Me: No super powers, but I do look more handsome today.
Child: So, it’s affected your vision?
Me: So, where are you from?
Her: I’m from Canada.
Me: Wow, your English is great!
Motherhood is accidentally handing the cashier some change with baby teeth in it and having to assure them that you’re also the tooth fairy and not a serial killer
[BANK ROBBERY]
TELLER: The cops have you surrounded.
ROBBER *red dot zeroes in on his chest*: no no NO!
[He’s taken out by dozens of cats]
Praying that Donald Trump is really just Ashton Kutcher performing his most elaborate prank yet.
*hypnotists breaking up*
four years Greg. FOUR fucking years and not ONCE have I been feeling very sleepy
Mozzarella sticks in the streets, mozzarella sticks in the sheets.
There’s never a bad time for mozzarella sticks.

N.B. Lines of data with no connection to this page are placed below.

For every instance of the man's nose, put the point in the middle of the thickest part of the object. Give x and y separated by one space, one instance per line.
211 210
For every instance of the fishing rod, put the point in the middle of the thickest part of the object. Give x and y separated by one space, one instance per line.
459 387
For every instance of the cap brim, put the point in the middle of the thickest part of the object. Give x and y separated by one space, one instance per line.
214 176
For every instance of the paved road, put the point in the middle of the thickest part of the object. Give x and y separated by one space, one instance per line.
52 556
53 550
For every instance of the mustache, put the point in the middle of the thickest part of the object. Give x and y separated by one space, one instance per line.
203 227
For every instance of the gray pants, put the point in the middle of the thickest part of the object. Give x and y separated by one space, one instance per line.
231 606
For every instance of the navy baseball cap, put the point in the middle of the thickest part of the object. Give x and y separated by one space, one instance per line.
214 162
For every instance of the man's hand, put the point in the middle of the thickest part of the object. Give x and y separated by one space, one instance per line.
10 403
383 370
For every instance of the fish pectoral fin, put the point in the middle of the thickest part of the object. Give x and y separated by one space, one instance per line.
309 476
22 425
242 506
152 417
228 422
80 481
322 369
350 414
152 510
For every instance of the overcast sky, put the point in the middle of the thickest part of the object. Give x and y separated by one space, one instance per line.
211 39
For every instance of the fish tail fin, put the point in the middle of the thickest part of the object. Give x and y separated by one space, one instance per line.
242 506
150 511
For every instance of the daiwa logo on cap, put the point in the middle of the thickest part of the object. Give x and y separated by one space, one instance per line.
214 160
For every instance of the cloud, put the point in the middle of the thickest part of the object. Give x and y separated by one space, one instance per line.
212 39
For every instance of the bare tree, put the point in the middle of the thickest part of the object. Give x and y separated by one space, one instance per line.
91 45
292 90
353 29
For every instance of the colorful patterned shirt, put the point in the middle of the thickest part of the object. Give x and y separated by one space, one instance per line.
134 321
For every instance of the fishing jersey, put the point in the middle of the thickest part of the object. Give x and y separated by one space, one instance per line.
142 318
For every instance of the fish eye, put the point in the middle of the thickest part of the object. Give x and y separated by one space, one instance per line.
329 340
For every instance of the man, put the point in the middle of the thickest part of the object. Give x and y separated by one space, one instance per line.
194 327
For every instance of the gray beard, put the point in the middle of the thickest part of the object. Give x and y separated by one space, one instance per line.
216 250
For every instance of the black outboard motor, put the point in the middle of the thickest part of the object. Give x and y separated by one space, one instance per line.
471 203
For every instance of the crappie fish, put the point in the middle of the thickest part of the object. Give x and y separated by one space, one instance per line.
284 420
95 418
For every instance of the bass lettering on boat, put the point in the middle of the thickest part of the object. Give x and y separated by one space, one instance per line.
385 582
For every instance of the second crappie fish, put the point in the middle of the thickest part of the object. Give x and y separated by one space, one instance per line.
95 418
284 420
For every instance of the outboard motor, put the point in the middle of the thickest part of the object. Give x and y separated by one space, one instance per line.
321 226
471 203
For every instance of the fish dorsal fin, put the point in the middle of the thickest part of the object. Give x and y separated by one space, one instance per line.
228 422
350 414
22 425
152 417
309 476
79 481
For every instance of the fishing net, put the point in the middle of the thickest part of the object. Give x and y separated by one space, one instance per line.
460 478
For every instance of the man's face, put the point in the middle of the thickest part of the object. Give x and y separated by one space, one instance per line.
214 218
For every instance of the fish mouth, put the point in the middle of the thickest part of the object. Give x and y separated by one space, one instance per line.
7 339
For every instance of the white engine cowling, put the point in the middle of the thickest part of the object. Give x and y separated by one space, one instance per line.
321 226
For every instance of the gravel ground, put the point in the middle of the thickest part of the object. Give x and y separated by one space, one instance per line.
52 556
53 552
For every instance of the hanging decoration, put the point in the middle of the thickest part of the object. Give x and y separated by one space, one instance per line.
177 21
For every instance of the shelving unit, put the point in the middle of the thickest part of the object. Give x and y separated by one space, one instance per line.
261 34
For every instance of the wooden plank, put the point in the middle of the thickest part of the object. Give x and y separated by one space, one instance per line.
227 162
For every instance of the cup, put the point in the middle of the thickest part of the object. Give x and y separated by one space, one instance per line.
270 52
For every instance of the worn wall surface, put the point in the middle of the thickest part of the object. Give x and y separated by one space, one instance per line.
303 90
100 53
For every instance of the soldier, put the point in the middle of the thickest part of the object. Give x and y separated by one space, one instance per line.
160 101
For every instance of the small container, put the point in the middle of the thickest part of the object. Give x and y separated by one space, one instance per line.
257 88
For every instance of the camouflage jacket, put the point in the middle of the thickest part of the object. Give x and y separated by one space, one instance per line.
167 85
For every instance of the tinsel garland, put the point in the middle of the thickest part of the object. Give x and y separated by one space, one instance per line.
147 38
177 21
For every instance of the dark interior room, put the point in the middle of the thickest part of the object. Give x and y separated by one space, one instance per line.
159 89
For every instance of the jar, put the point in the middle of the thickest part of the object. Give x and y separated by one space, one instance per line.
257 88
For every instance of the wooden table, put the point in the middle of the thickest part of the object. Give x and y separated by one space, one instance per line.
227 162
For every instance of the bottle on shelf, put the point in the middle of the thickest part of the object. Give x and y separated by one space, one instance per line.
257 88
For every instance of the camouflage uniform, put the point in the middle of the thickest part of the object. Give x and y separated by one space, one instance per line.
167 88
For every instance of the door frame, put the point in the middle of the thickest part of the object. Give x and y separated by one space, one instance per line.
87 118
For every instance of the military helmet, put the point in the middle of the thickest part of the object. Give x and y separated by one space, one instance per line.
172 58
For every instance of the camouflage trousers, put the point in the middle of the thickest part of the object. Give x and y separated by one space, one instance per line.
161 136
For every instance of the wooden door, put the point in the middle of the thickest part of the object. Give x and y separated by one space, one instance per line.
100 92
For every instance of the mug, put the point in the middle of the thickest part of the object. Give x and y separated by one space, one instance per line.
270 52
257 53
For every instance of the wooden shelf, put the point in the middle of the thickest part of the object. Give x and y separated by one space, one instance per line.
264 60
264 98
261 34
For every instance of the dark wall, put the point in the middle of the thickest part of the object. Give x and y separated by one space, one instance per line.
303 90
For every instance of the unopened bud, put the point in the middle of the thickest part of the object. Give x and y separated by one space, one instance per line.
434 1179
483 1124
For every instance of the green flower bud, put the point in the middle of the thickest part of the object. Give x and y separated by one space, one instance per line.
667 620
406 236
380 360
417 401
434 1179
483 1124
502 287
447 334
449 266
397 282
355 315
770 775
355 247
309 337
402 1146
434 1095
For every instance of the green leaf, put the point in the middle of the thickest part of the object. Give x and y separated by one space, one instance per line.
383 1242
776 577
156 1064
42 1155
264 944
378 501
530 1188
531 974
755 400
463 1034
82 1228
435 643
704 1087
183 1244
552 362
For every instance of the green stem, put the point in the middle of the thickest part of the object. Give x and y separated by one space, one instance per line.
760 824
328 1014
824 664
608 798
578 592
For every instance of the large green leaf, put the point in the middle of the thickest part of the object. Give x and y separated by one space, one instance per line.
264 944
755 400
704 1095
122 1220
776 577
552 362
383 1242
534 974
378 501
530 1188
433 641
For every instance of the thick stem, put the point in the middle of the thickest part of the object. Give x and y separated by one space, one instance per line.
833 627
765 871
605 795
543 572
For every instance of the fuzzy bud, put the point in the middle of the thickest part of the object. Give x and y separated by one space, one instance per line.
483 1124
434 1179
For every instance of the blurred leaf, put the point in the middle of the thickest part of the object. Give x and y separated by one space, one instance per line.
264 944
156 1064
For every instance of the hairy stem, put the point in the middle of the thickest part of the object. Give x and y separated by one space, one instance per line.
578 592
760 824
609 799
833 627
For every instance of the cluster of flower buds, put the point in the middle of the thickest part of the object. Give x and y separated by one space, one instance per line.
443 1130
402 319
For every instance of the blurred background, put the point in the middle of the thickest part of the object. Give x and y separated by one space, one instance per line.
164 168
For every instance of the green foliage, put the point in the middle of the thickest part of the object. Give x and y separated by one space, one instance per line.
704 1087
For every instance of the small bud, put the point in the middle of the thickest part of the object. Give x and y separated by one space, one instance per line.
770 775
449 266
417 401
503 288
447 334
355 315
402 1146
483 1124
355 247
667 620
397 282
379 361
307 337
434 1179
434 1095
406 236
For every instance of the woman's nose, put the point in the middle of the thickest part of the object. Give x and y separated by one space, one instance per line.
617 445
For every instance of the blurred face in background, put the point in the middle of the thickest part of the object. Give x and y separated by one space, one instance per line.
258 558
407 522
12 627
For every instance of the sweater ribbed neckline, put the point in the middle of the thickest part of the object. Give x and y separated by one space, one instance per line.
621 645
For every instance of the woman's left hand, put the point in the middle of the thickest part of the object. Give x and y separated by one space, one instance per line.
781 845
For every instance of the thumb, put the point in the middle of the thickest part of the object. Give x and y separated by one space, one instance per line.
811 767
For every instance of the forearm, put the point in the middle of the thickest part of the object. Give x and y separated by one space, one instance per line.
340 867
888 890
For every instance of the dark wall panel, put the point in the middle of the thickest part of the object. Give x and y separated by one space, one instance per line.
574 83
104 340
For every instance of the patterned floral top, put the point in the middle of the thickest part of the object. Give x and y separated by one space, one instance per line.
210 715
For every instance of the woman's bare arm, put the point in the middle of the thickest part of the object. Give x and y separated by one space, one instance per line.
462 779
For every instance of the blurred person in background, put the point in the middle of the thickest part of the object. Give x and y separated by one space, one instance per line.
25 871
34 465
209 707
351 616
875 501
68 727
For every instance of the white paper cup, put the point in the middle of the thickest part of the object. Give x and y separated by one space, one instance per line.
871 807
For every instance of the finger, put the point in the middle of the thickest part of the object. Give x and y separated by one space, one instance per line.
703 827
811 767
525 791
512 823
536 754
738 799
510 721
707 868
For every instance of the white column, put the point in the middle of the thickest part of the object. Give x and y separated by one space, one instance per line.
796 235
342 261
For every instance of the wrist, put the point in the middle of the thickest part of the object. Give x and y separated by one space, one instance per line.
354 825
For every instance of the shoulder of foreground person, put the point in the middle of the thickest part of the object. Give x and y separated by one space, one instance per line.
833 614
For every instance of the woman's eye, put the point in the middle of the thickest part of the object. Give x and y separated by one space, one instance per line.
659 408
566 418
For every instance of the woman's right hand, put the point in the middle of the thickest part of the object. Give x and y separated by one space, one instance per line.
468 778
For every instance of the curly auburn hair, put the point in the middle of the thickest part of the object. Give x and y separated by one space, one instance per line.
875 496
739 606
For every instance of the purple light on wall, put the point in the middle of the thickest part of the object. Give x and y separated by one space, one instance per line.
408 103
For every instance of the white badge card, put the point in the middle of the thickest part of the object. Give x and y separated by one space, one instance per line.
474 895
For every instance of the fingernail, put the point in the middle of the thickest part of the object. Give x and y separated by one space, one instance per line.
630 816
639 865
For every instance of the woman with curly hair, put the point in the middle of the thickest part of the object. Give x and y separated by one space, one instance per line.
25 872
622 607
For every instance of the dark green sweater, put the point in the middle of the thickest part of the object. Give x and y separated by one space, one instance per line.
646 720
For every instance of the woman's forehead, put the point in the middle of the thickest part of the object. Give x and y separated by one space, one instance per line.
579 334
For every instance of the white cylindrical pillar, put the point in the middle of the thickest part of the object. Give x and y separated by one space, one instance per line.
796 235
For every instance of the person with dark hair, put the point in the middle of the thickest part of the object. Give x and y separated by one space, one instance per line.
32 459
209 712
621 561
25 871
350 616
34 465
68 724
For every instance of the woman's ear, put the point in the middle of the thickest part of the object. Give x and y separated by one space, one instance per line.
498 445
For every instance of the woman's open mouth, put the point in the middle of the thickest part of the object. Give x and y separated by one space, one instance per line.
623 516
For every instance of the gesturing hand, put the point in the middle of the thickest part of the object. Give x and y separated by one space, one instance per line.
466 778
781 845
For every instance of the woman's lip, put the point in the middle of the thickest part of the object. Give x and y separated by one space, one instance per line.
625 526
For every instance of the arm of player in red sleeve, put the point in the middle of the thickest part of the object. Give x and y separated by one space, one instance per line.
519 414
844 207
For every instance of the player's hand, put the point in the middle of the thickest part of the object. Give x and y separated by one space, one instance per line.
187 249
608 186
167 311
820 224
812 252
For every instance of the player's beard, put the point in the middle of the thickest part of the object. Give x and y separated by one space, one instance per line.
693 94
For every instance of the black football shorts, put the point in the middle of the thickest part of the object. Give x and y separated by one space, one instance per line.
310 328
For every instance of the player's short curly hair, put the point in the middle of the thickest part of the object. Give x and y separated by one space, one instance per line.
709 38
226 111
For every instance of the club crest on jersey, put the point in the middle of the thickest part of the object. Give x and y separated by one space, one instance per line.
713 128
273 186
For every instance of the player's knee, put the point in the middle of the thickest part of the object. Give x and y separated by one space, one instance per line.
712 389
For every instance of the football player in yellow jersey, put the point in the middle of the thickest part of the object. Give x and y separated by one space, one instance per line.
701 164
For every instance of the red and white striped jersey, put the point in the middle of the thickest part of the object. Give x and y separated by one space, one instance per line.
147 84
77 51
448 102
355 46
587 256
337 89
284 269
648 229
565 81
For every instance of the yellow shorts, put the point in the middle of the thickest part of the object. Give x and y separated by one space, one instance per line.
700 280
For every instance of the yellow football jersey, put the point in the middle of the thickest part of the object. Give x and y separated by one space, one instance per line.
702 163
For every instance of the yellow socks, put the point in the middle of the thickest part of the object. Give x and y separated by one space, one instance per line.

Of course men used to think women were witches. Women threw some yeast and flour together and “poof” there’s bread. Witches, I tell you.
Why is it called ‘Your Bowels’ and not ‘Your Instinks’
I have a work dinner tomorrow night and a comedy awards night after. I don’t want the comedians to think I dressed up for them so I’m stuffing sweatpants in my handbag
I passed out in an alley last night and woke up being initiated into a raccoon street gang.
My one neighbor just said Supposingly and my other neighbor responded with Supposably..
I’ve hid both their bodies
6yo: “Mom, I’m excited that it’s my first eclipse, but I’m sad that it’s your last.” 💀
When walking off an elevator, I like to turn around & say, “this is the part in our adventure where I must leave you now.”
A child will either brush their teeth for 3 seconds or for 15 minutes.
Mystery bruises are god’s little way of saying, “Perhaps you should drink less, whore.”
ME: how did you get disbarred
ATTORNEY: i gave kittens to all the jurors
ME: *gasps* you mean
ATTORNEY: that’s right, i *adjusts sunglasses* committed purr jury
Mafia Boss: you’re gonna sleep with the fishes
Fishes: we’re not sleeping with this nerd
Me: um technically the plural is *fish*
There are no atheists in the passenger seat when I drive.
(to the tune of We Will Rock You)
I feed my dog dog food
Mortal Kombat Announcer: FINISH HIM
Scorpion: it helps if u choke me a little
I can’t really explain it, but the second half of the alphabet is more exciting than the first.
the McDonalds jingle really makes me salivate. I’m Pavlovin’ it.